Police in the German state of Thuringia. Reuters file photo
Police in the German state of Thuringia. Reuters file photo

A high-ranking member of the ISIS terrorist group in Syria has been charged with war crimes and crimes against humanity in Germany, partly for alleged involvement in the genocide against the Yazidi community, prosecutors said.

The suspect, a Syrian national identified as Ossama A. in line with German privacy law, joined ISIS in the summer of 2014 in the Deir ez-Zor region of eastern Syria, the German prosecutor-general's office said in a statement.

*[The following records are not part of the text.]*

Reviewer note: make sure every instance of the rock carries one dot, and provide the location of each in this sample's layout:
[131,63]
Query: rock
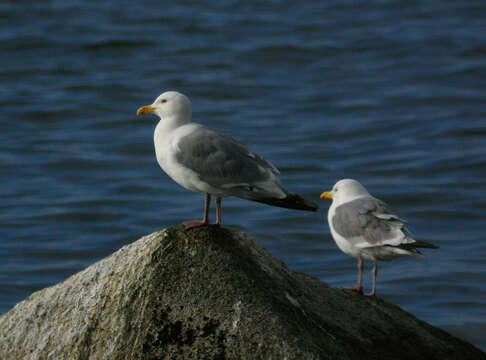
[211,293]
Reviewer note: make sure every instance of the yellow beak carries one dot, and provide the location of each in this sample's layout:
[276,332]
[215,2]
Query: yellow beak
[145,110]
[326,195]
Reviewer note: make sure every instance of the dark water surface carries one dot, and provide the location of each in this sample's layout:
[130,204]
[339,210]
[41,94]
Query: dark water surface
[392,93]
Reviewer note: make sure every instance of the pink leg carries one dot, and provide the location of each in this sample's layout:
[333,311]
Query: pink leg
[195,223]
[374,272]
[218,211]
[358,286]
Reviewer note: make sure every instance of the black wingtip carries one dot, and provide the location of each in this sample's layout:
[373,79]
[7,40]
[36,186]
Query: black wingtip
[292,201]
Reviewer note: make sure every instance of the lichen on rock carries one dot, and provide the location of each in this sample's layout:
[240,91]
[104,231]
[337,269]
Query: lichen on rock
[211,293]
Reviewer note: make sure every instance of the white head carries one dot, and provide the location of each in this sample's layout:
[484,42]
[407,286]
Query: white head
[170,105]
[345,190]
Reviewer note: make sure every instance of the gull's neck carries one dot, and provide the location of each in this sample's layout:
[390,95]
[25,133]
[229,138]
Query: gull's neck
[171,122]
[340,201]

It said he is suspected of having led a local unit that forcibly seized 13 properties, mainly privately owned, which were used to house fighters, as office space or for storage, according to Reuters.

Two of the buildings were used by ISIS to imprison captured Yazidi women so that militants could sexually abuse and exploit them, according to Wednesday's statement, which listed aiding and abetting genocide among the charges against Ossama A.

"This was an integral part of the organization's goal of destroying the Yazidi religious community," it said.

The suspect was arrested in Germany in April 2024 and is being held in pre-trial custody.

Germany has emerged as a key prosecutor of Syrian war crimes outside of Syria under the principle of universal jurisdiction.

In early 2022, a former Syrian intelligence officer who worked in a Damascus prison was jailed for life in a landmark trial where he was convicted of murder, rape and sexual assault.

A senior German foreign ministry official said on Wednesday Berlin supports a UN body set up to assist investigations into serious crimes committed in Syria, particularly now that the long-reigning president Bashar al-Assad has been ousted.

"The IIIM is collecting evidence so that those responsible for these terrible crimes committed against countless Syrians can be held to account," minister of state Tobias Lindner said in a statement.

"What is clear is that the process of investigating and prosecuting these horrible crimes must be pursued under (the new) Syrian leadership," he added.

Opposition factions swept Assad from power late last year, flinging open prisons and government offices and raising fresh hopes for accountability

for crimes committed during Syria's more than 13-year civil war.

ISIS militants controlled swathes of Iraq and Syria from 2014-17 before being routed by Western-led coalition forces and defeated in their last bastions in Syria in 2019.

ISIS viewed the Yazidis, an ancient religious minority, as devil worshippers and killed more than 3,000 of them, as well as enslaving 7,000 Yazidi women and girls and displacing most of the 550,000-strong community from its ancestral home in northern Iraq.

The United Nations has said ISIS attacks on the Yazidis amounted to a genocidal campaign against them.